Consider the following directory structure:

.
├── lake
│   └── lake
│       ├── __init__.py
│       ├── _version.py
│       ├── dataframe_ext.py
│   └── pyproject.toml
│   └── README.md
├── notebooks
│   └── jobs
│       ├── job_hello.py
├── requirements.txt
├── resources
│   └── pl-stocks-job.yaml
│   └── pythonpackages.yaml
├── stack.yaml

In addition to the usual stack and resource files, this structure contains a Python package named lake, defined by a pyproject.toml file.

Inside the lake package, a custom Narwhals extension is declared for data transformations:

dataframe_ext.py

from datetime import datetime

import narwhals as nw

import laktory as lk


@lk.api.register_anyframe_namespace("lake")
class LakeNamespace:
    def __init__(self, _df):
        self._df = _df

    def with_last_modified(self):
        return self._df.with_columns(last_modified=nw.lit(datetime.now()))

The stack file declares:

a PythonPackage databricks resource
a variable wheel_filepath that defines the workspace path to which the wheel file will be deployed

stack.yaml

name: workflows

resources:
  databricks_pythonpackages: !use resources/pythonpackages.yaml
  pipelines:
    pl-stocks-job: !use resources/pl-stocks-job.yaml
  variables:
    wheel_filepath: /Workspace${vars.workspace_laktory_root}wheels/lake-0.0.1-py3-none-any.whl

environments:
  dev:
    variables:
      env: dev
      is_dev: true

The PythonPackage resource declares:

the name of the package
the path to the pyproject.toml file
the target directory in the Databricks workspace under the Laktory root

pythonpackages.yaml

workspace-file-lake-package:
  package_name: lake
  config_filepath: ./lake/pyproject.toml
  dirpath: wheels/
  access_controls:
    - group_name: account users
      permission_level: CAN_READ

Finally, the pipeline references the wheel file as a dependency and uses the lake namespace to apply a custom transformation.
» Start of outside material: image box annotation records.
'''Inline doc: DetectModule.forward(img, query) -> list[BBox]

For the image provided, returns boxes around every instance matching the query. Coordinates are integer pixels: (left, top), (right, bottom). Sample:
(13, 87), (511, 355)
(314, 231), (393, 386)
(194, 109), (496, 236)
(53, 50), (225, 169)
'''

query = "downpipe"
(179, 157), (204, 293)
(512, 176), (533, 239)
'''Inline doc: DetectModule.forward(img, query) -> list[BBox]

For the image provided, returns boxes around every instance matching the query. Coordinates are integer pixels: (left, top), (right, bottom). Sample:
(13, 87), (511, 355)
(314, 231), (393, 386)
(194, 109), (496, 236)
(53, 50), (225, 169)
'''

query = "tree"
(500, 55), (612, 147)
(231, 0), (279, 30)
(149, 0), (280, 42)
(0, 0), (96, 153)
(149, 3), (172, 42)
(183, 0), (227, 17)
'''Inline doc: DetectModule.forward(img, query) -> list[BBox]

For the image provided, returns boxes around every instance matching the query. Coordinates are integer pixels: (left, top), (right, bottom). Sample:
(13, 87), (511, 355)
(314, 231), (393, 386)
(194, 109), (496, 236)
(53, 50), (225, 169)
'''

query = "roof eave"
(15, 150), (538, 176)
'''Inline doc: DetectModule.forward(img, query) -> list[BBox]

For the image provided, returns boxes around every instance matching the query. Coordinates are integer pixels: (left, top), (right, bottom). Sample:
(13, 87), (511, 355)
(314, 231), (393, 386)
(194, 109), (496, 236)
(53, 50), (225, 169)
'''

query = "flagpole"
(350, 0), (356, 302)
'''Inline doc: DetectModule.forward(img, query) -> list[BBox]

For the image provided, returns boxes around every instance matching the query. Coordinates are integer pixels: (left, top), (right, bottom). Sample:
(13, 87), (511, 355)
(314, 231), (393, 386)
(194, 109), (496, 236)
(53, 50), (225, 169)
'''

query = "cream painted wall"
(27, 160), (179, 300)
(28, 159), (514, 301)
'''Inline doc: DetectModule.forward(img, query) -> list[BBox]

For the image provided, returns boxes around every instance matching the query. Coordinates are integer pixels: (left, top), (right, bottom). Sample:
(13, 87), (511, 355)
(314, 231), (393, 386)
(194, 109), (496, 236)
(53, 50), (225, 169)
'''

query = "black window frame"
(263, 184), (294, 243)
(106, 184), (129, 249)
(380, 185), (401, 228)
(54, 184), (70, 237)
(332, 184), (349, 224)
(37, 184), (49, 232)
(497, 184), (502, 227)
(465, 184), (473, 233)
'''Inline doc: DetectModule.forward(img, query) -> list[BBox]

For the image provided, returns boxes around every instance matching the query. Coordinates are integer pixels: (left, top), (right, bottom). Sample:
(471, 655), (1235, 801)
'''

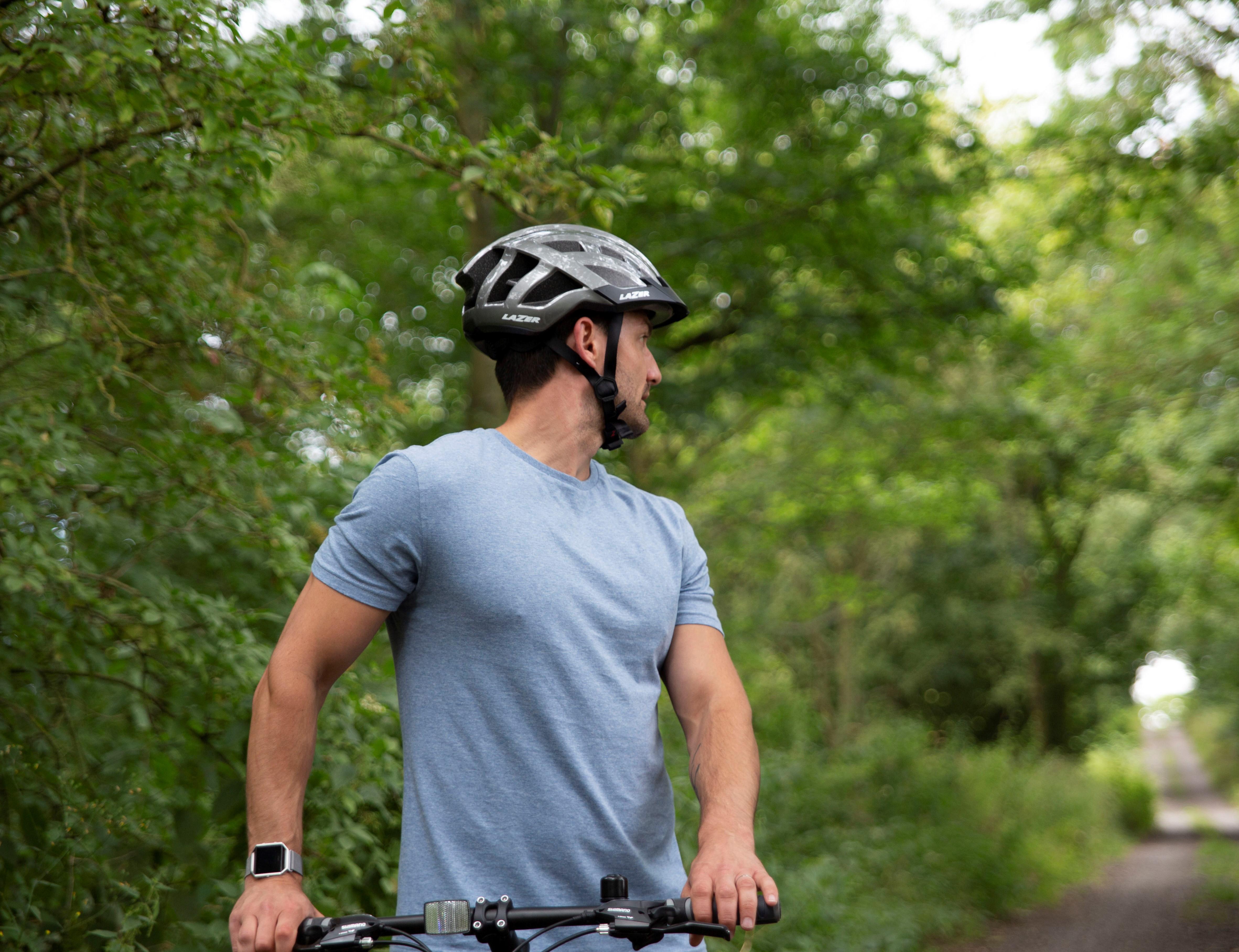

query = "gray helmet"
(456, 225), (689, 449)
(456, 224), (689, 358)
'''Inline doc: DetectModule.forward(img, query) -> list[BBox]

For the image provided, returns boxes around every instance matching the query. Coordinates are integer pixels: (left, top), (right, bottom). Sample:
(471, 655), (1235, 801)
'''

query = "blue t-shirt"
(312, 430), (721, 931)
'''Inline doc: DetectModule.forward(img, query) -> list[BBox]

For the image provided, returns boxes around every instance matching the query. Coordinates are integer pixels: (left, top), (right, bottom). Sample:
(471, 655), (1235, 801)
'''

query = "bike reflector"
(423, 899), (470, 936)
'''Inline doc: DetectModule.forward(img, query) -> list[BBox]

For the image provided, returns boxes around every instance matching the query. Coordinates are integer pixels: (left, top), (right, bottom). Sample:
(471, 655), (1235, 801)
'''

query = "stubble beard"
(620, 376), (649, 438)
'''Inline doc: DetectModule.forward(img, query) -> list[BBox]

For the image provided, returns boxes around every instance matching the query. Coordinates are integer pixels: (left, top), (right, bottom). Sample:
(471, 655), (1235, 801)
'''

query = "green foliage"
(663, 695), (1121, 952)
(1183, 703), (1239, 796)
(1085, 747), (1157, 837)
(9, 0), (1239, 952)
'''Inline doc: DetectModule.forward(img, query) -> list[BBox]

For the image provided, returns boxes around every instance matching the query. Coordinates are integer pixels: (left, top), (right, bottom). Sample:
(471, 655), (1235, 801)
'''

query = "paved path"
(936, 727), (1239, 952)
(1145, 724), (1239, 837)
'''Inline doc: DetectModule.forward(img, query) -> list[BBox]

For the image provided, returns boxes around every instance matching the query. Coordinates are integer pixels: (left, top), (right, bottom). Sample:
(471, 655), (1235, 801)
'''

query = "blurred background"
(7, 0), (1239, 952)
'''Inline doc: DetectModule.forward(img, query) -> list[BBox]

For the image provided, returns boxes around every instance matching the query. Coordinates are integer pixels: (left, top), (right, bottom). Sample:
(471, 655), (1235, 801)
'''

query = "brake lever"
(653, 922), (731, 942)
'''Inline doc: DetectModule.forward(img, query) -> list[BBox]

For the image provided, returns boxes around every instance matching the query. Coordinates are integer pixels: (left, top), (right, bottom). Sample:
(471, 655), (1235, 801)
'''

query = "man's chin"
(622, 410), (649, 440)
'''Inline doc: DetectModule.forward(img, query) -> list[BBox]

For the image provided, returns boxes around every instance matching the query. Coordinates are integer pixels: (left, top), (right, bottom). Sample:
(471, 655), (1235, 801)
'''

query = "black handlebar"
(296, 883), (782, 952)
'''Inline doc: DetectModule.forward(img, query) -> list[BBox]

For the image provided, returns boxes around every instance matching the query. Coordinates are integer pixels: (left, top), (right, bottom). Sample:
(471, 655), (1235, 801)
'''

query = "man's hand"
(663, 625), (778, 946)
(681, 834), (778, 946)
(228, 873), (322, 952)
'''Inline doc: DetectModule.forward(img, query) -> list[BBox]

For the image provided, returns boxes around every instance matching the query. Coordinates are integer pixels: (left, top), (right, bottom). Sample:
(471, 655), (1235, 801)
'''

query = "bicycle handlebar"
(296, 895), (782, 952)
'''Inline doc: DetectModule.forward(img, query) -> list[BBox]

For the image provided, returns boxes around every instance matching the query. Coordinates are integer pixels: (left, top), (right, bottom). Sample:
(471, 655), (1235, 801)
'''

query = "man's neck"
(499, 364), (602, 482)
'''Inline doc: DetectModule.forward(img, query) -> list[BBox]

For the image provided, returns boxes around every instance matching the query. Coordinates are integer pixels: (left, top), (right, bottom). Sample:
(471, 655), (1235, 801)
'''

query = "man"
(229, 225), (777, 952)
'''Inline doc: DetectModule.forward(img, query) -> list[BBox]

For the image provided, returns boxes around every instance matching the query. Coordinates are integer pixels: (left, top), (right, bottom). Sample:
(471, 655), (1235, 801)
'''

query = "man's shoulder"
(597, 464), (688, 522)
(375, 430), (491, 478)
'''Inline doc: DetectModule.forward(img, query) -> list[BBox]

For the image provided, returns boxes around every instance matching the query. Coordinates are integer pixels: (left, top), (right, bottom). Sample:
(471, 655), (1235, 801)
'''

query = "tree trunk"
(456, 0), (508, 427)
(1028, 649), (1069, 750)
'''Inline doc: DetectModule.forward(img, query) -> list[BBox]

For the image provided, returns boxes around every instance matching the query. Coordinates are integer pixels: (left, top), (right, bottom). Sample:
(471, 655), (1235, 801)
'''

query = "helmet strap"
(546, 313), (633, 449)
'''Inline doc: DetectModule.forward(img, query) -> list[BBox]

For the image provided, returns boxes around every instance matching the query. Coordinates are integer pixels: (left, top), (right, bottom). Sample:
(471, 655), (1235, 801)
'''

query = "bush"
(664, 721), (1123, 952)
(1085, 745), (1157, 837)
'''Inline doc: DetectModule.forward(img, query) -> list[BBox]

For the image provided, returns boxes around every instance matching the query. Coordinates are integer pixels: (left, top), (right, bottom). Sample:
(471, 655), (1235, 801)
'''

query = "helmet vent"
(486, 251), (538, 305)
(542, 241), (585, 252)
(589, 265), (637, 287)
(456, 248), (503, 307)
(522, 271), (582, 305)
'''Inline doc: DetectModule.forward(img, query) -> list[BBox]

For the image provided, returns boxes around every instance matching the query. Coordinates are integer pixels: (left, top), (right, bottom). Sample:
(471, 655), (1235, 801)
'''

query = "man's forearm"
(245, 668), (321, 852)
(685, 692), (761, 844)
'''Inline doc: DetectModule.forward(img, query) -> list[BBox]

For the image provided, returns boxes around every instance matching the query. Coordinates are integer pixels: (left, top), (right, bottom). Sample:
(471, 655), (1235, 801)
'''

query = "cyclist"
(229, 225), (777, 952)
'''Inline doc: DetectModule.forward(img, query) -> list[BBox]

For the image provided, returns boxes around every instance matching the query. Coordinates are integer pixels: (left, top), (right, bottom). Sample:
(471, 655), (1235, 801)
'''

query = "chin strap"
(546, 308), (633, 449)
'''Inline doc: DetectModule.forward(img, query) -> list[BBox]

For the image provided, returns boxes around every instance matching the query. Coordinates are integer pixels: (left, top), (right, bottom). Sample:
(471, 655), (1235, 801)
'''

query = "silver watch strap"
(245, 843), (305, 879)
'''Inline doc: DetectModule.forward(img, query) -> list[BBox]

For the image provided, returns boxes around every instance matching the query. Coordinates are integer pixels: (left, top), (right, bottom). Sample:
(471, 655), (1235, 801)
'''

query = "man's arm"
(663, 625), (778, 945)
(228, 576), (388, 952)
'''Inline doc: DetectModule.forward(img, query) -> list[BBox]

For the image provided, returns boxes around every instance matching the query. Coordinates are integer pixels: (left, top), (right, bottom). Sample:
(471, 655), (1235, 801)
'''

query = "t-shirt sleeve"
(310, 453), (421, 612)
(675, 512), (722, 631)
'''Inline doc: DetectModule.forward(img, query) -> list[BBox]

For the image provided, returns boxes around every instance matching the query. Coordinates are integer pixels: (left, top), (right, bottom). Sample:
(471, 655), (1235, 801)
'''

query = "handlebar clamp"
(470, 896), (519, 952)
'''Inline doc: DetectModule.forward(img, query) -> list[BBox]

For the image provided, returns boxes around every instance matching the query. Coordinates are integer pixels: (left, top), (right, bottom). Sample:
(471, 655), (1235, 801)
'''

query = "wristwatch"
(245, 843), (302, 879)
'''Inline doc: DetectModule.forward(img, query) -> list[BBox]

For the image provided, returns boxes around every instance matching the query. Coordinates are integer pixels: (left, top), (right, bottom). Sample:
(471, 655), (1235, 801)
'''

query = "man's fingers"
(689, 875), (714, 922)
(757, 869), (778, 906)
(233, 916), (258, 952)
(254, 909), (276, 952)
(736, 873), (757, 928)
(275, 909), (305, 952)
(719, 873), (733, 928)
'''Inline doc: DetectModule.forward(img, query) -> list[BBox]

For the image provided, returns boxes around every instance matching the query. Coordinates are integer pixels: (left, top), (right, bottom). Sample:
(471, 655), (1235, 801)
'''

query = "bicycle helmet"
(456, 224), (689, 449)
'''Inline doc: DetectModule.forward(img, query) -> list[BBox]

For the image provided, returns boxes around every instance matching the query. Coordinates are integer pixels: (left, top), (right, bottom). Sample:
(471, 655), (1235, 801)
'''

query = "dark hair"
(494, 311), (606, 410)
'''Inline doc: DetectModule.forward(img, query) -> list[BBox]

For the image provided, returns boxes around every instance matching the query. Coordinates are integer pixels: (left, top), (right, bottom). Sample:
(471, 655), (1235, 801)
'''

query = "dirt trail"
(936, 727), (1239, 952)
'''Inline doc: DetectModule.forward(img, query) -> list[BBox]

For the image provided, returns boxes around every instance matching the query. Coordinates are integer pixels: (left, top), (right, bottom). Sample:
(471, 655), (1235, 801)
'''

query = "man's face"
(616, 311), (663, 436)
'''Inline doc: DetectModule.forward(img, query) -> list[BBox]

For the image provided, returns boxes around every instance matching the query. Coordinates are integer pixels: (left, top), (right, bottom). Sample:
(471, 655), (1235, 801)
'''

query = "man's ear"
(569, 317), (607, 374)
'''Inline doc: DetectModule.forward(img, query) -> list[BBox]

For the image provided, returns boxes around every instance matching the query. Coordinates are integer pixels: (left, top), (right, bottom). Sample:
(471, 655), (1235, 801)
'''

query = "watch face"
(254, 843), (284, 875)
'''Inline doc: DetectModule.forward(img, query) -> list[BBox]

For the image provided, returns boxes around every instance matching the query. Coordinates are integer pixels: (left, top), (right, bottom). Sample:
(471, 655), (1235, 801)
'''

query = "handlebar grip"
(684, 892), (783, 926)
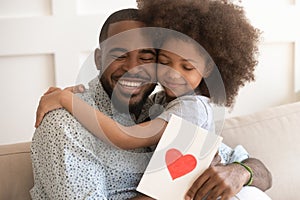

The dependencies section ensures the package is installed at runtime (in Databricks Jobs or Pipelines) and imported during execution.

pl-stocks-job.yaml

name: pl-stocks-job

orchestrator:
  type: DATABRICKS_JOB

dependencies:
  - laktory==<laktory_version>
  - ${vars.wheel_filepath}

nodes:
    - name: slv_stock_prices
      source:
        table_name: brz_stock_prices
      sinks:
      - table_name: slv_stock_prices_job
        mode: OVERWRITE
      transformer:
        nodes:
        - func_name: lake.with_last_modified

When you run laktory deploy, the Python package is:

built into a wheel file using the configuration in pyproject.toml
deployed as a Databricks workspace file to ${vars.workspace_laktory_root}/wheels/

This workflow enables clean, repeatable deployment of custom transformation logic alongside your data pipelines.